Tevere fatale (v. 1) = l'aggettivo fatale associato al Tevere sta a significare che si tratta di un fiume segnato da un grande destino storico.

È una poesia a tema religioso e i versi che seguono si riferiscono agli orrori – inquisizioni, torture, rappresaglie, rastrellamento e deportazione degli ebrei – avvenuti a Roma durante l’occupazione nazista.

Un gemito d'agnelli si propaga (v. 5) = sono le grida degli innocenti.

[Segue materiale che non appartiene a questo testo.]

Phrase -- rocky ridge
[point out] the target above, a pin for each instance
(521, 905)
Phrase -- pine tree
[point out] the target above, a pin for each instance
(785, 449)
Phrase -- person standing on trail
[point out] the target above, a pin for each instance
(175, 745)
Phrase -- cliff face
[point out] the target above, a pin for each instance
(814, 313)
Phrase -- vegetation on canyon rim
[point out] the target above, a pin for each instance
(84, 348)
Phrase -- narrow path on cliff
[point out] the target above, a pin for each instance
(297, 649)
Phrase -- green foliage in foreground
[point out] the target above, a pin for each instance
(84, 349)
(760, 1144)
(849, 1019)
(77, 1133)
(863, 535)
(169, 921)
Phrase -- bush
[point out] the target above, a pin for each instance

O temono... millenni umani (vv. 15-17) = rischiano di essere distrutti tanti segni di civiltà – opere d’arte, ma soprattutto istituzioni del diritto e rapporti civili tra gli uomini – che, attraverso un progresso millenario, sono giunti a splendere come forme che sono quasi la testimonianza della natura divina dell’uomo.

Cristo, pensoso palpito, Perché la Tua bontà S'è tanto allontanata? (vv. 26-28) = L’angosciosa domanda riprende lo stesso effetto di quella di Gesù sulla croce: "Dio mio, Dio mio, perché mi hai abbandonato?".

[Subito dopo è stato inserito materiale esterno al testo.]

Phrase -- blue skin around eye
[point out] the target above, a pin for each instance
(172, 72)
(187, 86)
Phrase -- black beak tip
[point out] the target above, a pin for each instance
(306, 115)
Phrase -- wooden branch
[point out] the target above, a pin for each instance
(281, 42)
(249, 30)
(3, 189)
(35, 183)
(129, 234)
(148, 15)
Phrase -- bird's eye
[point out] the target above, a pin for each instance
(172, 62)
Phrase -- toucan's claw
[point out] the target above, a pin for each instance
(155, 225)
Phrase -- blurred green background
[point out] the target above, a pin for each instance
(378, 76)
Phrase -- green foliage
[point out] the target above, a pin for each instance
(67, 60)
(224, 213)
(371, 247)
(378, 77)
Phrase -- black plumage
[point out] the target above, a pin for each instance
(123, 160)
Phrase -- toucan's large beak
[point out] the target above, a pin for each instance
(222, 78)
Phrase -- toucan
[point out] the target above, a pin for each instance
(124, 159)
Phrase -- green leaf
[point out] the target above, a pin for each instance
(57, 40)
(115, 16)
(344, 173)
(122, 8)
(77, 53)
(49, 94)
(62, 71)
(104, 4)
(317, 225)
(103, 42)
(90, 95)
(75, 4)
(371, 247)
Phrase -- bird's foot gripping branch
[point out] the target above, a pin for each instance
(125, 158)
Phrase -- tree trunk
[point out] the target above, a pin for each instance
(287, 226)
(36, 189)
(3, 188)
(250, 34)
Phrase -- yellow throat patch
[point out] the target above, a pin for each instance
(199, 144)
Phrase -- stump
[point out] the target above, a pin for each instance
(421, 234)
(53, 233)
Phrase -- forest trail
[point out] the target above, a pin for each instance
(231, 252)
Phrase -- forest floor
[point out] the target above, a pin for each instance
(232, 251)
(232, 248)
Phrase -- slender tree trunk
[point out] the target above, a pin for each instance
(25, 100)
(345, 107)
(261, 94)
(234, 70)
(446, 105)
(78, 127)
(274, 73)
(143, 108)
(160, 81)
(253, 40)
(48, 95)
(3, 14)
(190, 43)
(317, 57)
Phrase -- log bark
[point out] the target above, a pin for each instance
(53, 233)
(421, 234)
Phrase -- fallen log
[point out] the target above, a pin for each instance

Per le strade Che già furono urbane (vv. 30-31) =  Ora, le strade di Roma non si possono più definire urbane: questa parola, infatti, significa "proprio di una città", ma anche civile, in opposizione a "selvaggio", "barbaro".

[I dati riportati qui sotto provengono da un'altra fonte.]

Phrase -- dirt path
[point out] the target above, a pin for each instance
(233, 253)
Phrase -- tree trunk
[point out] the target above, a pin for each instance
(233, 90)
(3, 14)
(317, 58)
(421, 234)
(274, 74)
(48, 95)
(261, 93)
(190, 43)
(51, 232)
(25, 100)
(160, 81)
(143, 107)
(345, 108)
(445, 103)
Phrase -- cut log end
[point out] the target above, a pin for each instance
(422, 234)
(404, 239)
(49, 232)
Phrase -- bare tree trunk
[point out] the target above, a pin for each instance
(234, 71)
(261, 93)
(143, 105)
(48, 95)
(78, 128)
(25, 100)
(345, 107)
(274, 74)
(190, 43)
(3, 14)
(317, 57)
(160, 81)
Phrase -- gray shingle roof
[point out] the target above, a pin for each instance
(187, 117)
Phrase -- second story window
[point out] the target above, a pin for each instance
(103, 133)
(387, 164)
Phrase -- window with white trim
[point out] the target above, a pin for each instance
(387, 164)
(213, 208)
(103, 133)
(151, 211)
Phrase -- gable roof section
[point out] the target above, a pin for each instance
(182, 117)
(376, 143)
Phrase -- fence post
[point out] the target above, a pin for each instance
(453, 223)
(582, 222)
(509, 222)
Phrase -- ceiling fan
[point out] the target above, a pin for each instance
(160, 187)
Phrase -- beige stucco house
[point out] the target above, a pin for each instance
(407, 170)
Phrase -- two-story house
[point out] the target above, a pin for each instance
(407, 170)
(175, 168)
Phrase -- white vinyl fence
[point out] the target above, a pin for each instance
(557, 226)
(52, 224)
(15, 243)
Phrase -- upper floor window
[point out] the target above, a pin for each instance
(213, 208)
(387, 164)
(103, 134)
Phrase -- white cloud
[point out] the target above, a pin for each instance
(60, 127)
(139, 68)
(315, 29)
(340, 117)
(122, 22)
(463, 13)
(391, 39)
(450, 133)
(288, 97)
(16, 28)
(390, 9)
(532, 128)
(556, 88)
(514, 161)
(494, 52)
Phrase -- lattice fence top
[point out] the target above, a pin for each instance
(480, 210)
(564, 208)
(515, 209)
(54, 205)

La stolta iniquità delle deportazioni; Ora che nelle fosse...l'uomo lacera (vv. 35-39) =  Il popolo deportato è chiaramente quello ebreo. Si ricordi che l'8 ottobre 1943 vi fu a Roma un grande rastrellamento nel quartiere ebraico di Roma; i catturati furono condotti nei lager nazisti, dai quali solo pochissimi fecero ritorno.

L'immagine divina (v. 40) = Che nell'uomo ci sia l’immagine divina è insegnamento biblico. Nel libro della Genesi, nel primo racconto della creazione, sta scritto: "E Dio disse: Facciamo l’uomo a nostra immagine, a nostra somiglianza ... Dio creò l’uomo a sua immagine; a immagine di Dio lo creò; maschio e femmina li creò". (Gen 1, 26-27)



Figure retoriche

Anafora = "Ora che" (vv. 1, 2, 13, 18, 22, 24).

Anafora = "che" (v. 7, 9, 11, 14)

Similitudine = "E come a stento erotto dalla pietra / Un gemito d'agnelli si propaga / Smarrito per le strade esterrefatte" (vv. 4-6).